FAQs

Dolat Capital

1. Is Dolat Capital a regulated company?

Yes Dolat Capital, Empresa de Investimento, SA is regulated by the CMVM (License Nr: 368).

2. What does independent investment consultancy mean?

According to the CMVM definition: “Independent investment consultancy presupposes that three conditions are met:
1) the evaluation of a sufficiently diversified range of financial instruments available on the market;
2) advice on financial instruments issued and marketed by you and third parties;
3) the non-acceptance or receipt of any remuneration, commission or benefit, paid or granted by a third party, except for non-pecuniary benefits of a non-significant amount.”
Dolat Capital, Empresa de Investimento, SA, provides consultancy services for independent investment, fully complying with the conditions required by the CMVM.
Source: CMVM – Perguntas e Respostas sobre novas regras para os mercados e instrumentos financeiros (DMIF II)

3. What is MiFID II?

MiFID II refers to the new Directive on Markets in Financial Instruments – Directive 2014/65/EU of the European Parliament and the Council of May 15, 2014, which reinforces the regulatory framework applicable to markets in financial instruments, with the aim of increasing transparency, reinforcing investor confidence and protection, limiting unregulated areas, ensuring that more appropriate powers are granted to supervisory authorities to carry out their mission, and promoting greater accountability of all agents.

4. What should I take into account before investing?

The investor must be aware that all investments have associated risks and must make a choice about the level of risk they are willing to assume. When deciding to invest, you must take into account the inherent costs (variable and fixed).
The investor must also use additional information about the market, made available by supervisory entities, organized forms of trading in financial instruments or professional associations.
Investors can and should use the CMVM to obtain information or make complaints and also for general information about the functioning of the markets and the characteristics of available products.
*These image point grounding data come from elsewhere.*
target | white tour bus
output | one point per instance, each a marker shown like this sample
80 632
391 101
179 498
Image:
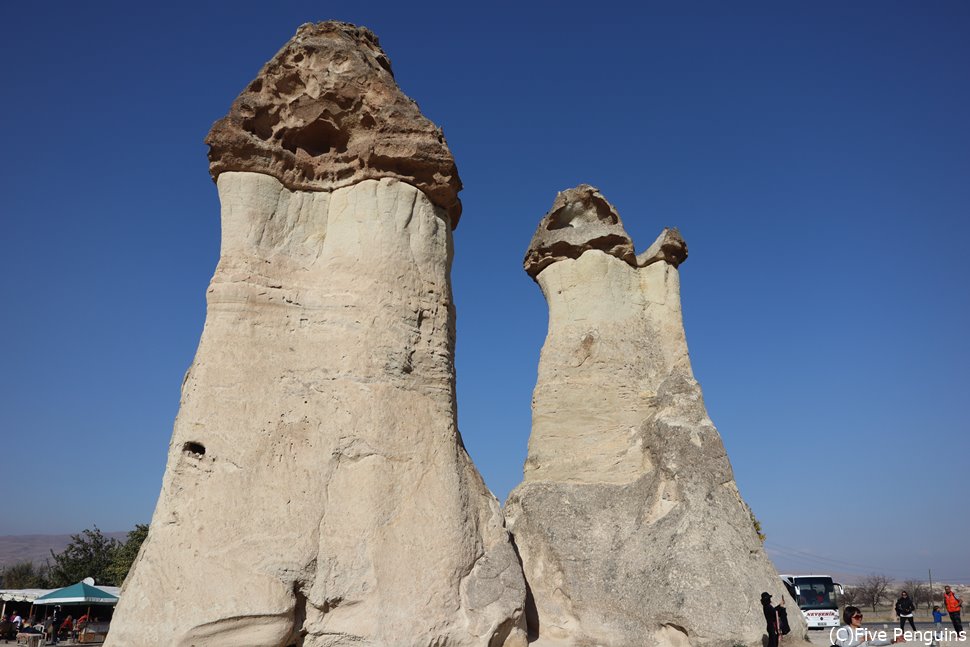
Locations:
816 597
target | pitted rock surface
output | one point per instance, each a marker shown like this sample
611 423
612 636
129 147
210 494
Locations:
629 523
580 219
326 113
669 247
317 492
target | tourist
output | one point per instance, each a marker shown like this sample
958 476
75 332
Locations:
953 604
904 611
776 619
851 634
67 626
938 623
54 626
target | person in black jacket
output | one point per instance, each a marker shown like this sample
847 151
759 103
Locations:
772 625
904 609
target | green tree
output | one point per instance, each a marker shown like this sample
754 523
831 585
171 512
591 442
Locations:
24 575
126 553
90 554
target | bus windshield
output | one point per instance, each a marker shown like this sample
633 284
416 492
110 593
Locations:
816 593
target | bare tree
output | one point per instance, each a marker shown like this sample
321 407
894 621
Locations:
872 590
919 592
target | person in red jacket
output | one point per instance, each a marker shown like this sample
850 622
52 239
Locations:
953 605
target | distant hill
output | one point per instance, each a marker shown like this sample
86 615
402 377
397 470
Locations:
36 548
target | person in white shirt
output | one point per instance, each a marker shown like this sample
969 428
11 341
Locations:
852 634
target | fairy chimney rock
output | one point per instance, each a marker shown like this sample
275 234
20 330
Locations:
580 219
317 493
326 113
629 523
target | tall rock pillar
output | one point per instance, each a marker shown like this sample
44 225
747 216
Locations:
629 524
317 492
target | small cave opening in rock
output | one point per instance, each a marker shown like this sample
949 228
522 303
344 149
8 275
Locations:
577 214
317 138
194 448
261 123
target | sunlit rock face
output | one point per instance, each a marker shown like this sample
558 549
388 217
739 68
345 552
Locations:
629 524
317 492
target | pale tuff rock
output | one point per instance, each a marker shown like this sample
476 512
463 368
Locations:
580 220
629 524
317 492
325 113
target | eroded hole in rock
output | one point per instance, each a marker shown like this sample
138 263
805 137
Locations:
261 124
194 448
578 214
316 138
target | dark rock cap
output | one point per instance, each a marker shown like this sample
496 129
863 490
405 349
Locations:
325 113
580 219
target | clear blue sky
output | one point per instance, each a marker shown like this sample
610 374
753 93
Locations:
815 155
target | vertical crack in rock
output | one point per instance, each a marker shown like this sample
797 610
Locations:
317 493
629 525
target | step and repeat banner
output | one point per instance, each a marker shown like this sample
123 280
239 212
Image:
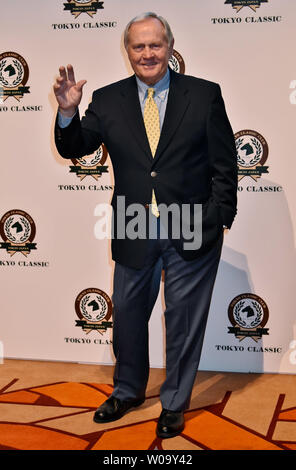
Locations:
55 272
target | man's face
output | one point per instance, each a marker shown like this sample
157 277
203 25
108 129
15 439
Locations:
148 50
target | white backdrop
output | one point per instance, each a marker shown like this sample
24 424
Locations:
49 253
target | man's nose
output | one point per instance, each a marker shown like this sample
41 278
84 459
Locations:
147 52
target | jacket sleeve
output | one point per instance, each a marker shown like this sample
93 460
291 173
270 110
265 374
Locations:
223 159
80 137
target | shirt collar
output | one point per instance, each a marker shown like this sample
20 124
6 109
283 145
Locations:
161 87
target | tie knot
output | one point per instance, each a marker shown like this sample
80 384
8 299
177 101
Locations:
151 92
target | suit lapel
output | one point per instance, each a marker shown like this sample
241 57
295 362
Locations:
178 101
132 110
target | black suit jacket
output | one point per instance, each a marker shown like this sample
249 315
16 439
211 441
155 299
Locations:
195 161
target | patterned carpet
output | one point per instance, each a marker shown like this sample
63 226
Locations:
256 413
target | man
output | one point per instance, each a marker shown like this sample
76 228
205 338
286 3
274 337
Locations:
172 145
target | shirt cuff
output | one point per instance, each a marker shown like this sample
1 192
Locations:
64 121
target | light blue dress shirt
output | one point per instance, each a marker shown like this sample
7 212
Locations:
160 96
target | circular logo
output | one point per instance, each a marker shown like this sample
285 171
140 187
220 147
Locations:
248 314
17 227
14 70
176 62
99 157
252 148
93 306
91 165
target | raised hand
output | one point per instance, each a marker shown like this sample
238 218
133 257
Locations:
68 93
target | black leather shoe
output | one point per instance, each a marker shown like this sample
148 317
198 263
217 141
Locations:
170 423
113 409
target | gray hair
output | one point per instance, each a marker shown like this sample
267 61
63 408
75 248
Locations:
143 16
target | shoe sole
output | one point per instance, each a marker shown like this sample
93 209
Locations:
109 420
168 435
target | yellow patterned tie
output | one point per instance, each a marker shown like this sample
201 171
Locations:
152 125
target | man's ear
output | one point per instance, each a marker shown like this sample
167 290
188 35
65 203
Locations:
172 47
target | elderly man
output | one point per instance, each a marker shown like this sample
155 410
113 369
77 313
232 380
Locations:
170 143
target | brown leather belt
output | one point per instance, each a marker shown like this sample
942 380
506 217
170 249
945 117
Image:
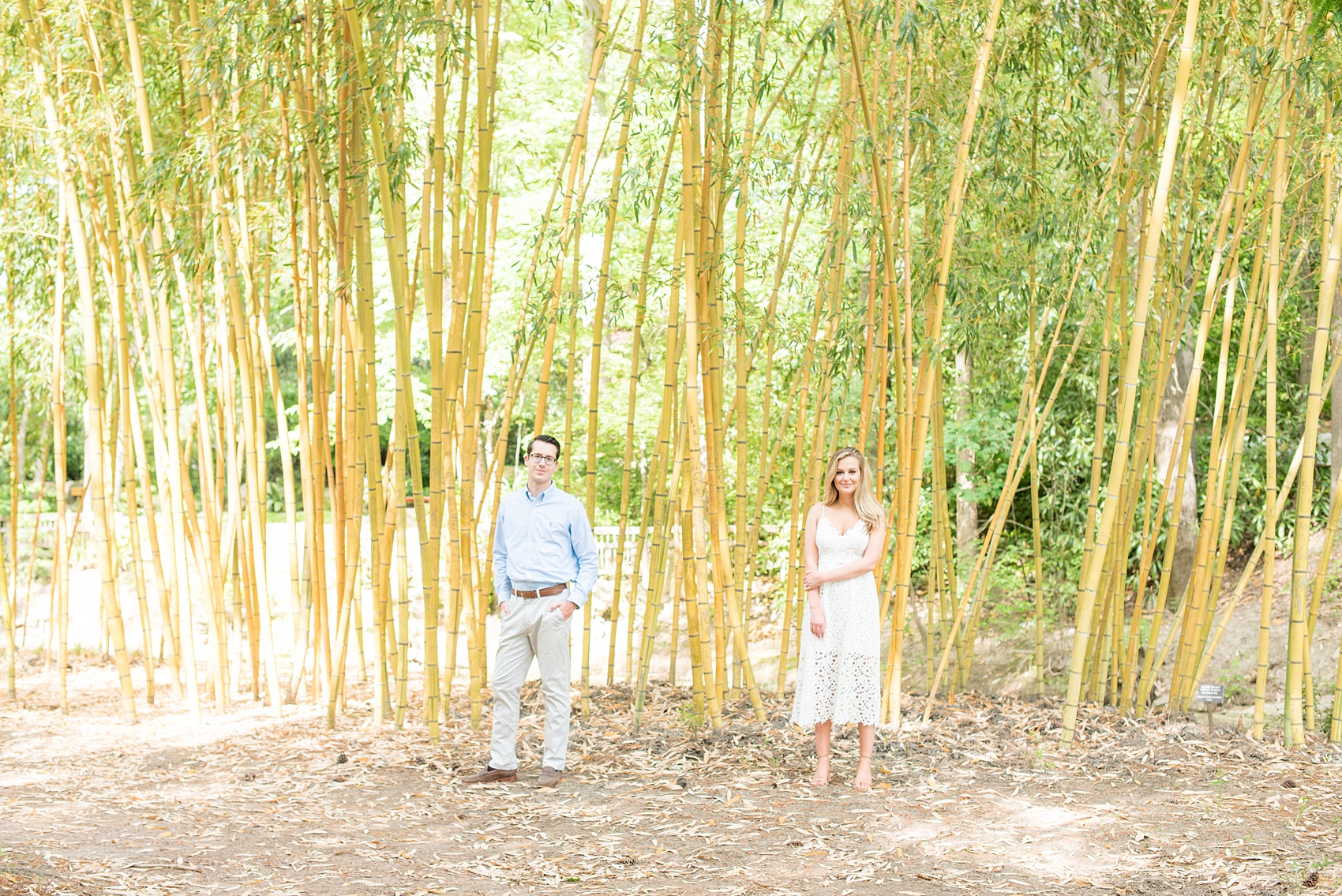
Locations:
544 592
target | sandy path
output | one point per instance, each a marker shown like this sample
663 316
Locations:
979 801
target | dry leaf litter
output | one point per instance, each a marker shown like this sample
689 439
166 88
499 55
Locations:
980 800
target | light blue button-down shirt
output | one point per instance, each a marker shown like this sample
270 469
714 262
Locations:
542 541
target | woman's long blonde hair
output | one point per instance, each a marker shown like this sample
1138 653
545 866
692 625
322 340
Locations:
868 508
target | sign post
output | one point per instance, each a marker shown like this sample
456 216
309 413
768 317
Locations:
1211 695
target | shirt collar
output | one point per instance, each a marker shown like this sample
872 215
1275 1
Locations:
540 498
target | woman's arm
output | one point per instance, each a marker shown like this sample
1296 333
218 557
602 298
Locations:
866 564
811 556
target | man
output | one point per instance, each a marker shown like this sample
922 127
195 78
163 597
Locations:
544 570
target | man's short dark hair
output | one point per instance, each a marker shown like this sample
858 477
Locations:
549 441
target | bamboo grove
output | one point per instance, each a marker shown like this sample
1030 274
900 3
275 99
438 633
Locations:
333 262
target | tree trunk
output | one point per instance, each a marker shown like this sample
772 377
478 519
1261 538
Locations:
966 510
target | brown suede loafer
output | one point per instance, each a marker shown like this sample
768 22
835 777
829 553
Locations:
492 775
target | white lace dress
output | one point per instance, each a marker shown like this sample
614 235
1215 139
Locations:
839 675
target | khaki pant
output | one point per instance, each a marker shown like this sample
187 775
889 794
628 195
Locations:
532 629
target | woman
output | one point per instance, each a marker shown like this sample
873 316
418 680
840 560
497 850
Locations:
839 675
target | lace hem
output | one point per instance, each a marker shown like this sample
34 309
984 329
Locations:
839 688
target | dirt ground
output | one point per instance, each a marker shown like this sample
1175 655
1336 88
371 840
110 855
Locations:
981 800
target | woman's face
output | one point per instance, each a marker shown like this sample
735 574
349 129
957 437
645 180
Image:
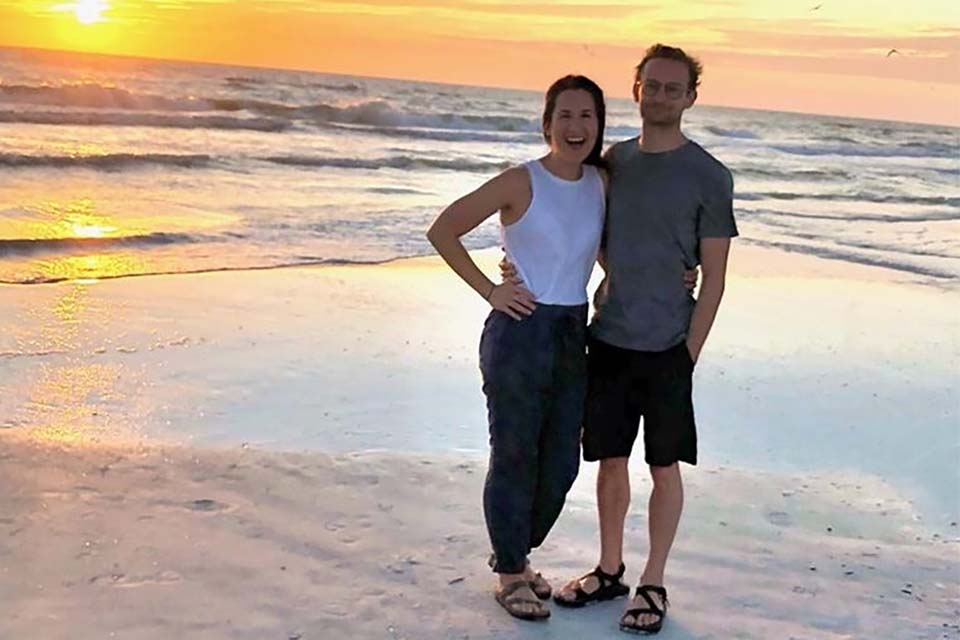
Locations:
573 125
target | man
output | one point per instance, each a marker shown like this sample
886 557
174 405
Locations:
670 208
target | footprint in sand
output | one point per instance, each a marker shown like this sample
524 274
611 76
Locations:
779 518
123 581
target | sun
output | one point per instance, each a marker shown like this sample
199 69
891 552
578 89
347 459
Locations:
86 11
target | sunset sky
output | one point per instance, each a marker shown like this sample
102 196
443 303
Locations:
813 56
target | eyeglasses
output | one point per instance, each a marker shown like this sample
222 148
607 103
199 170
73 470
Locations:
672 90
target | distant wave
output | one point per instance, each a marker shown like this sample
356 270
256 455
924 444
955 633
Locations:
105 162
393 162
909 150
304 262
790 174
31 246
936 216
91 95
447 135
854 197
370 112
856 257
143 120
742 134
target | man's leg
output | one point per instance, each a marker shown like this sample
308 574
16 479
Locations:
613 501
610 427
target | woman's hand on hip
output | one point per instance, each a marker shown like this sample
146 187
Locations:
512 299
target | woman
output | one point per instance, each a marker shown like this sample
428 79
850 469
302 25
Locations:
532 351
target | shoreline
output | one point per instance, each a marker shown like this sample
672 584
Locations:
246 543
348 358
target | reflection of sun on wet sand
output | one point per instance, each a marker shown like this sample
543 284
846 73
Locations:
106 527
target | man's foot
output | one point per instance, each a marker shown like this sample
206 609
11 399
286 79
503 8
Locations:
647 610
596 586
521 602
538 583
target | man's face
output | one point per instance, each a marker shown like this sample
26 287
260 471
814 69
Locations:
664 91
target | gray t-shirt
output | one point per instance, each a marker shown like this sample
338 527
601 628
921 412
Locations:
659 206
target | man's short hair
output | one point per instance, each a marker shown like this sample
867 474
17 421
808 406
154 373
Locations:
672 53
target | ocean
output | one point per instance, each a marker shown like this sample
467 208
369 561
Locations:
113 167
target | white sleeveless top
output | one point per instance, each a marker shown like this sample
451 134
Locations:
554 244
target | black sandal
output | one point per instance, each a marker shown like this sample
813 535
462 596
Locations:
610 588
509 599
644 591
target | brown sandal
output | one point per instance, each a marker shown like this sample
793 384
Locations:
541 587
511 601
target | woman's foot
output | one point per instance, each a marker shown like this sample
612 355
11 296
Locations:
646 612
538 583
519 600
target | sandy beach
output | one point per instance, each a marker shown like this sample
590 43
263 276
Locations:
299 453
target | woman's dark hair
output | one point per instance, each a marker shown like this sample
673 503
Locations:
572 82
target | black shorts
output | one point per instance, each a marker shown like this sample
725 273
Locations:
624 385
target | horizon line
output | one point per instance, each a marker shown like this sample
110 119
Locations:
438 82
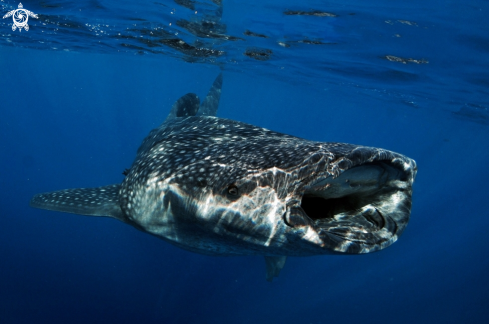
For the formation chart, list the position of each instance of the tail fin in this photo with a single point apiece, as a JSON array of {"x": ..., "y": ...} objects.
[{"x": 101, "y": 201}]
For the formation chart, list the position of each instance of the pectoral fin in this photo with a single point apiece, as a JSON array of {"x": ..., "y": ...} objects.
[{"x": 101, "y": 201}]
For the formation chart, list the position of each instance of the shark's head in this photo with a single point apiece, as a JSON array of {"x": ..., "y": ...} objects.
[{"x": 223, "y": 187}]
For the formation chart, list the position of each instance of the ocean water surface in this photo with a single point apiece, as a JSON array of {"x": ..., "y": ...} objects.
[{"x": 86, "y": 83}]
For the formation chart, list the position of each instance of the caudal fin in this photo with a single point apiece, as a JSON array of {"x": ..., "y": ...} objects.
[{"x": 101, "y": 201}]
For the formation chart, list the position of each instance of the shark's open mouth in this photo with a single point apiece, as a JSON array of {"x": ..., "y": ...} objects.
[{"x": 364, "y": 209}]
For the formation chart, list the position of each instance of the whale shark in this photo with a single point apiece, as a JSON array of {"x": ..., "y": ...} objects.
[{"x": 221, "y": 187}]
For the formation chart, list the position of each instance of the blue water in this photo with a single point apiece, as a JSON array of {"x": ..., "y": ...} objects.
[{"x": 77, "y": 99}]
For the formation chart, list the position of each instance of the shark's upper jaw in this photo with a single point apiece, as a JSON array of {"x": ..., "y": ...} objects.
[{"x": 363, "y": 209}]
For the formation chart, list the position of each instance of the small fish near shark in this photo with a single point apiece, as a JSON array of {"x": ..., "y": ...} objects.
[{"x": 220, "y": 187}]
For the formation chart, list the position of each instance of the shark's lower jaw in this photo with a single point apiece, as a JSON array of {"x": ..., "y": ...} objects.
[{"x": 364, "y": 209}]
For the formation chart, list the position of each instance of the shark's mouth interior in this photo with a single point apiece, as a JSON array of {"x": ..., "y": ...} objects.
[{"x": 362, "y": 210}]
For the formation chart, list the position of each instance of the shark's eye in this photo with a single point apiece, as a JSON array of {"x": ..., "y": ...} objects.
[{"x": 233, "y": 190}]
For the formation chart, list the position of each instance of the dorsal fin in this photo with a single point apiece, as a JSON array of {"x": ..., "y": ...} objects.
[
  {"x": 186, "y": 106},
  {"x": 211, "y": 102}
]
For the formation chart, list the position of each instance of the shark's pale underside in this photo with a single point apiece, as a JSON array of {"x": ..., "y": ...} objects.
[{"x": 221, "y": 187}]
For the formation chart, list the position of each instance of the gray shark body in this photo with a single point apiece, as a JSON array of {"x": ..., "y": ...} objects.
[{"x": 221, "y": 187}]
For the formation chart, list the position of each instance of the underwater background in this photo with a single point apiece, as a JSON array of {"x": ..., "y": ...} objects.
[{"x": 86, "y": 83}]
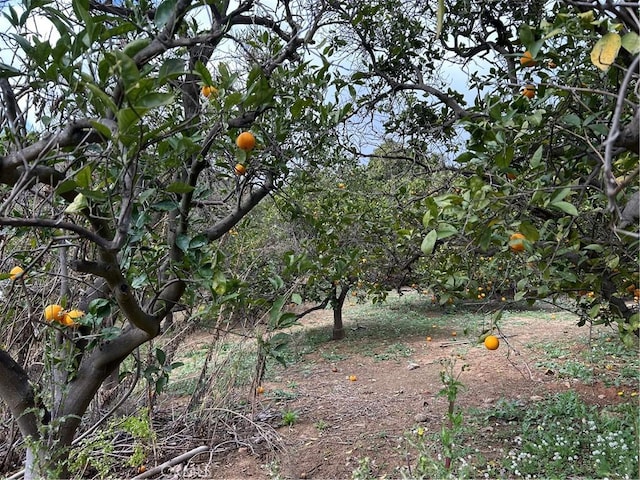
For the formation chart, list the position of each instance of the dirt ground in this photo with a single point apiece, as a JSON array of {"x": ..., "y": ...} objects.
[{"x": 341, "y": 419}]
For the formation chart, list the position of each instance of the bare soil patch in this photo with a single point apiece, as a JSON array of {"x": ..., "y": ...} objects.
[{"x": 341, "y": 420}]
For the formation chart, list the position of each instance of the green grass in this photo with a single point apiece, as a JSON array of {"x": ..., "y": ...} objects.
[{"x": 559, "y": 437}]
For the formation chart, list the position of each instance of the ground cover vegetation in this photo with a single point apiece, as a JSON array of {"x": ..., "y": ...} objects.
[{"x": 174, "y": 166}]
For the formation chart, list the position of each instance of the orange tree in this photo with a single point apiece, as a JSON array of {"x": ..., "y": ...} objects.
[
  {"x": 354, "y": 231},
  {"x": 117, "y": 175},
  {"x": 557, "y": 163}
]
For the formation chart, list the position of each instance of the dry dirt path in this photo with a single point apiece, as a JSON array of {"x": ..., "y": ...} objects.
[{"x": 340, "y": 421}]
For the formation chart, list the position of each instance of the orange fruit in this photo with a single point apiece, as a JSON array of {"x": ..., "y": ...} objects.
[
  {"x": 529, "y": 91},
  {"x": 527, "y": 59},
  {"x": 491, "y": 342},
  {"x": 208, "y": 90},
  {"x": 516, "y": 242},
  {"x": 246, "y": 141},
  {"x": 14, "y": 272},
  {"x": 53, "y": 313},
  {"x": 69, "y": 318}
]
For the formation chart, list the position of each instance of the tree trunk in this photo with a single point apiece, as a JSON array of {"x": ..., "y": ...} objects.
[{"x": 338, "y": 304}]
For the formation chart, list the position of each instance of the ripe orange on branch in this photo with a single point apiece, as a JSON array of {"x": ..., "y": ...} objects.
[
  {"x": 53, "y": 312},
  {"x": 491, "y": 342},
  {"x": 527, "y": 59},
  {"x": 14, "y": 272},
  {"x": 529, "y": 91},
  {"x": 69, "y": 318},
  {"x": 516, "y": 242},
  {"x": 246, "y": 141},
  {"x": 208, "y": 90}
]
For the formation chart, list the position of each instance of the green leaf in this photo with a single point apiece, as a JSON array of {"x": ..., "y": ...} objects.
[
  {"x": 180, "y": 187},
  {"x": 154, "y": 100},
  {"x": 446, "y": 230},
  {"x": 79, "y": 203},
  {"x": 529, "y": 231},
  {"x": 526, "y": 34},
  {"x": 7, "y": 71},
  {"x": 201, "y": 69},
  {"x": 164, "y": 13},
  {"x": 171, "y": 68},
  {"x": 536, "y": 159},
  {"x": 566, "y": 207},
  {"x": 126, "y": 68},
  {"x": 605, "y": 51},
  {"x": 182, "y": 242},
  {"x": 134, "y": 47},
  {"x": 101, "y": 128},
  {"x": 83, "y": 177},
  {"x": 66, "y": 186},
  {"x": 165, "y": 205},
  {"x": 429, "y": 242}
]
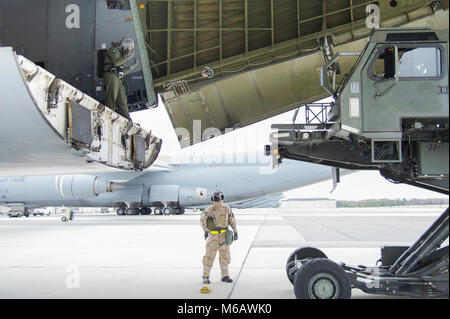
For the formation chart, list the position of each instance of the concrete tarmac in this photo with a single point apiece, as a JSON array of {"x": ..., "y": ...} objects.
[{"x": 110, "y": 256}]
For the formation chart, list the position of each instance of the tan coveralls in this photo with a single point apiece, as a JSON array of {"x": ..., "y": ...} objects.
[
  {"x": 223, "y": 217},
  {"x": 116, "y": 97}
]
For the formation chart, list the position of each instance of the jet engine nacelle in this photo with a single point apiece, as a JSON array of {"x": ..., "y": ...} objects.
[
  {"x": 181, "y": 195},
  {"x": 80, "y": 186}
]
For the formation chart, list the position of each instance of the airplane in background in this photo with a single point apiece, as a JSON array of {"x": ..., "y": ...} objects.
[{"x": 167, "y": 189}]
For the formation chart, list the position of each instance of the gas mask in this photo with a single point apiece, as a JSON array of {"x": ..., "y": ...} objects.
[{"x": 217, "y": 197}]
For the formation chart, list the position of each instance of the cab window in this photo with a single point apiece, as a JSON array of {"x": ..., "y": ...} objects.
[
  {"x": 383, "y": 67},
  {"x": 419, "y": 62}
]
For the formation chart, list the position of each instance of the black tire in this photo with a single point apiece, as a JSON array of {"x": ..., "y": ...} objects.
[
  {"x": 322, "y": 279},
  {"x": 132, "y": 211},
  {"x": 301, "y": 253}
]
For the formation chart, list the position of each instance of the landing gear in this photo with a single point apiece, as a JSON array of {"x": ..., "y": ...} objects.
[
  {"x": 147, "y": 210},
  {"x": 420, "y": 270},
  {"x": 133, "y": 211},
  {"x": 322, "y": 279},
  {"x": 299, "y": 257},
  {"x": 68, "y": 217},
  {"x": 178, "y": 210}
]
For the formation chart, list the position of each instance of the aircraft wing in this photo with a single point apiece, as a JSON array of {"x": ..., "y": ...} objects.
[{"x": 268, "y": 201}]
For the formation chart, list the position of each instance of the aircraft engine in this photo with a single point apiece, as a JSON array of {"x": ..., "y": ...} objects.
[
  {"x": 182, "y": 195},
  {"x": 80, "y": 186}
]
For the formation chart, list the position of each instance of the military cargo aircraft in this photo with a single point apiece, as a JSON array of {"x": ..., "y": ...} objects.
[{"x": 164, "y": 189}]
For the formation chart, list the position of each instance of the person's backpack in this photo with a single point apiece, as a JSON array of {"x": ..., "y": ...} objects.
[
  {"x": 101, "y": 56},
  {"x": 210, "y": 224}
]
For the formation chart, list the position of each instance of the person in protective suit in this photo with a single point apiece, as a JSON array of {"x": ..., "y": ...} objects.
[
  {"x": 222, "y": 217},
  {"x": 114, "y": 70}
]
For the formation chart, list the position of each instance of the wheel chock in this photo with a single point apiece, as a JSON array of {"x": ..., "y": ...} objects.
[{"x": 205, "y": 289}]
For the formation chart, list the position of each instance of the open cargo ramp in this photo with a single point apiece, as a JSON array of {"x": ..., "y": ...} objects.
[{"x": 49, "y": 127}]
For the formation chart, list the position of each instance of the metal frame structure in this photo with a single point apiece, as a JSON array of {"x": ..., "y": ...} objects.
[{"x": 185, "y": 35}]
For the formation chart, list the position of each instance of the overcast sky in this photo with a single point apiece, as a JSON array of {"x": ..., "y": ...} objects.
[{"x": 356, "y": 186}]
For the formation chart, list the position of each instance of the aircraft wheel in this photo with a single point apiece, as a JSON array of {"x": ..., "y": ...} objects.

5. What are the risks associated with financial instruments?

Stock
A stock is a financial instrument that represents partial ownership of a company. This allows the investor to hold a fraction corresponding to the set of assets and liabilities of the business, and consequently the results generated by the company, whether profits or losses.
The profits obtained from an investment in shares can be of two types: capital gains, when the market price obtained from the sale is higher than the purchase price; or dividends, regular remuneration consisting of the distribution of a percentage of the profits obtained by the company (the distribution of dividends depends on the company’s ability to generate profits and its policy for distributing those profits).
However, investing in shares can generate losses (capital losses) when the market price is lower than the purchase price.
Direct investment in stocks must be accompanied by knowledge of the company in which it is invested and knowledge of the generic conditions of the capital market, as the company’s behavior on the stock exchange is also determined by the behavior of the entire market.
Bonds
A bond is a financial instrument that represents a loan by the investor to the issuer. They are issued by governments and companies to finance projects and operations, and unlike shares, they do not give the investor ownership over the issuer.
When purchasing bonds, the investor is entitled to remuneration, generally depending on the issuer’s credit risk and market interest rates. This remuneration is paid at a certain frequency and at the end of a defined period (maturity) the invested capital is reimbursed.
When investing in bonds, there is a risk of not receiving interest or/and not repaying the capital, because the company’s financial situation does not allow it. It is therefore important, when investing in bonds, to know the company’s payment capacity and the existence or not of a third entity that guarantees the repayment of the issue and/or the payment of interest.
Information relating to each bond contract can be found in the issue prospectus, available from the issuing company, the placing banks and the Stock Exchange (when admitted to listing).
Investment in bonds may generate gains or losses when sales are made before maturity. Investment in bonds may generate gains or losses when sales are made before maturity. Like stocks, the liquidity of the issue must be analyzed, when purchased on the secondary market, or the liquidity prospects, when purchased on the primary market
Exchange Traded Funds (ETF)
An ETF is an investment fund listed on the stock exchange. ETFs represent an easy, low-cost and efficient way to invest your money, and typically replicate the returns of stock, bond or commodity market indices, providing a high level of diversification.
It should be noted that the performance of these funds only in certain contexts, and in certain time horizons, is identical to those of the benchmark indicators. In other words, investing in an ETF does not assume the same performance as the reference indicator.
ETFs do not guarantee invested capital or returns due to fluctuations in asset values, which depend on the characteristics of the securities and financial markets in which ETFs invest.